Writing for The Bill must be a good job. I'm sure it's well-paid and you also get to spend time with real police officers in order to make your scripts as authentic as possible.
The downside is that you're forced to write some really clunking dialogue.

In order to explain points of law to viewers, senior and long-serving police officers will often stand around reminding each other of things they would have learned in the first week at Police Training College.
Take this from last night's episode:
Inspector Gould: Clever boy, using kids under the age of 10 - below the age of criminal responsibility.
DC Perkins: And any kid under 14 is only going to get a caution.
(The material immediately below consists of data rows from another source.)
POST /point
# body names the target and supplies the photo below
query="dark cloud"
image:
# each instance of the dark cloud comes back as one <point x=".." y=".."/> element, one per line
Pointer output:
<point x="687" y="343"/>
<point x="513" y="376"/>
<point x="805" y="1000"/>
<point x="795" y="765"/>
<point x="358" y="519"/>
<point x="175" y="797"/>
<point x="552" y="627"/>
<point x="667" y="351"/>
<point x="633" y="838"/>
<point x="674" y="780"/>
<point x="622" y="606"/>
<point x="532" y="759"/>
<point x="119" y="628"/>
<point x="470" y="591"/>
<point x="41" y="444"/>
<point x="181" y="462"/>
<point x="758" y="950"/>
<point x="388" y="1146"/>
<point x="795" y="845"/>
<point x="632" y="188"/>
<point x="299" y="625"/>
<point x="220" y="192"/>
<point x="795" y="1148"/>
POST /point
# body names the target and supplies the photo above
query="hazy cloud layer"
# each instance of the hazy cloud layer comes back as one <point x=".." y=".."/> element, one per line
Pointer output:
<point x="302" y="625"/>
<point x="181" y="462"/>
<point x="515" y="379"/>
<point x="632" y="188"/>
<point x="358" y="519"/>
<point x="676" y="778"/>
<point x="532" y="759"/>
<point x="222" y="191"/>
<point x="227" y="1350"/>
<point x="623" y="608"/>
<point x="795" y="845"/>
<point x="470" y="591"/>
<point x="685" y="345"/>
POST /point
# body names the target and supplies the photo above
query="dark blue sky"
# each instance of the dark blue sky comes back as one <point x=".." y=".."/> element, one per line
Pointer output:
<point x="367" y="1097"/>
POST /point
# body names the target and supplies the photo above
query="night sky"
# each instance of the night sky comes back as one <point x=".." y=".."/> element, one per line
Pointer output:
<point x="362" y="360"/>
Secondly, in the opening minutes of an episode, officers often have to remind each other of things that happened only 'yesterday' but that happened last week for the viewer.
So you get this kind of thing (not from an actual script):
PC: Guv! I've just had a visit from Wayne Harris.
DCI: Wayne Harris? He was the drug dealer you arrested yesterday for beating up his ex-girlfriend who's been having an affair with his brother but we had to release him because Joe Clark who runs the cafe on Acton Road gave him an alibi?
PC: Yeah, but DC Carter discovered that Clark's got form for drug dealing and once shared a flat with Harris on the Jasmine Allen, so you asked Mickey Webb to set up an obbo on Clark's cafe.
DCI: OK. Bring Harris back in.

But this kind of stuff may be as helpful to the actors as the viewers. With several units shooting several different stories concurrently, it must be a nightmare for the regular cast. One former cast member said he had to keep asking the director in every scene what frame of mind he was meant to be in because he had lost all track of which story they were shooting.
Like real police work, it's a nasty job but someone has to do it.